On 4/11/2023 9:30 AM, zithro wrote:
On 11 Apr 2023 02:17, Marc Auslander wrote:
I'm on Buster.

In /boot I keep a copy of the current working linux named by appending -knowngood to the four files.  My idea is that if an update fails, I have a recent working linux.  This is different from vmlinuz.old which is the previous kernel version.  The updates in question are not to the kernel but to initrd.image of course.

In addition to what David wrote, why are you not using the backup
facility of initramfs instead of doing it manually ?

$ cat /etc/initramfs-tools/update-initramfs.conf
[...]
#
# backup_initramfs [ yes | no ]
#
# Default is no
# If set to no leaves no .bak backup files.

backup_initramfs=yes
[...]


Suddenly, update-initramfs insists in trying to first update
initrd.....-knowngood  which of course fails because there are no underling file with that name.  This never happened in the past, AFAIK. Once it fails it gives up.

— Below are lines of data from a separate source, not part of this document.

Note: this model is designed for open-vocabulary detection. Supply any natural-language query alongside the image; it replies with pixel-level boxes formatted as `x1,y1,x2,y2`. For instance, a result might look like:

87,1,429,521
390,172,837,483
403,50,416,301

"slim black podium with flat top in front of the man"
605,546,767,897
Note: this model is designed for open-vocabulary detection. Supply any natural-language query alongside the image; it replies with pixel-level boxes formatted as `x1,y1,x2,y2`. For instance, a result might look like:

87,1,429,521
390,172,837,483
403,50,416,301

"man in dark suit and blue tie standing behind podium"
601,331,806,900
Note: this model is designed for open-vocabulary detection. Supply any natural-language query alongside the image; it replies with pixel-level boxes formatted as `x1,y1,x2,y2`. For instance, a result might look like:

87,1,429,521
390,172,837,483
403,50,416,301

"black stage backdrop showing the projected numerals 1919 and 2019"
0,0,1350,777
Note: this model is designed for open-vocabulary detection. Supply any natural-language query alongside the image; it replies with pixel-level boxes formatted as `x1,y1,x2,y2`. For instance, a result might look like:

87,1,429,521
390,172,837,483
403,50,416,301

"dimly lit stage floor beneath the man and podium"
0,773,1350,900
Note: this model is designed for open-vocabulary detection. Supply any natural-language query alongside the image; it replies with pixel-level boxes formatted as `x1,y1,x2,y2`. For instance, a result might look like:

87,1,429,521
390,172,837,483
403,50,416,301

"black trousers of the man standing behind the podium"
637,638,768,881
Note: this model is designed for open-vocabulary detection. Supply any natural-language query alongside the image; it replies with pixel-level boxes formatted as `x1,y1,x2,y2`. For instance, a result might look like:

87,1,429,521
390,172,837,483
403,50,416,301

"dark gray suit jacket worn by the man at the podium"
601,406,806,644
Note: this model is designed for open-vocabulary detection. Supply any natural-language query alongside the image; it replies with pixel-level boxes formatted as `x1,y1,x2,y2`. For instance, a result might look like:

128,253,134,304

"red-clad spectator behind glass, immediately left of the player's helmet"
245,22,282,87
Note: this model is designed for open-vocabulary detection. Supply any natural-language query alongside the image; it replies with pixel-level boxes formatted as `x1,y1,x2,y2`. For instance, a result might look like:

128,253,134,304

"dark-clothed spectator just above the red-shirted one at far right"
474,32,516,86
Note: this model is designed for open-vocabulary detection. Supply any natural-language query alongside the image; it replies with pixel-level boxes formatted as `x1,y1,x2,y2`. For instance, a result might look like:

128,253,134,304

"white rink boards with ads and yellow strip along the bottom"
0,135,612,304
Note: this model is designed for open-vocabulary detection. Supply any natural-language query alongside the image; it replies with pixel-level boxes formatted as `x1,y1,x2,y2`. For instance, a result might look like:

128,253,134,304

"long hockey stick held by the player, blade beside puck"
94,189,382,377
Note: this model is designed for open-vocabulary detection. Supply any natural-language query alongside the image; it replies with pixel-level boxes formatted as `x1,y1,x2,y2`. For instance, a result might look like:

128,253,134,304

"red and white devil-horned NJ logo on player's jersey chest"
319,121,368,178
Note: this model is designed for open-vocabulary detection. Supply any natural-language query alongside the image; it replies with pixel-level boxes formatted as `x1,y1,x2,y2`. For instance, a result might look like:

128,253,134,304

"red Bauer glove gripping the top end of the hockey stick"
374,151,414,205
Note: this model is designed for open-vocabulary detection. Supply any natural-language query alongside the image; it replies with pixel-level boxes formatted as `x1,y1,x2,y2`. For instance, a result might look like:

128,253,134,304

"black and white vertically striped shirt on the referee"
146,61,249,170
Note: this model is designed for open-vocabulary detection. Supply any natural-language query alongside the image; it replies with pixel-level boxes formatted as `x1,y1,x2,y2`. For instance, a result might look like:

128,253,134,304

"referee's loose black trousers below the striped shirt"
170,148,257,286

There seems no way to force update-initramfs to update the right kernel.

Ideas?


RTFM ? :)

The solution is in "man update-initramfs" :
update-initramfs -c -k $KERNEL_VERSION

-c creates a new initramfs
-k specifies the version of the kernel
This breaks when package update tries to update-initramfs. My copies have the kernel version in their names - with -knowngood appended.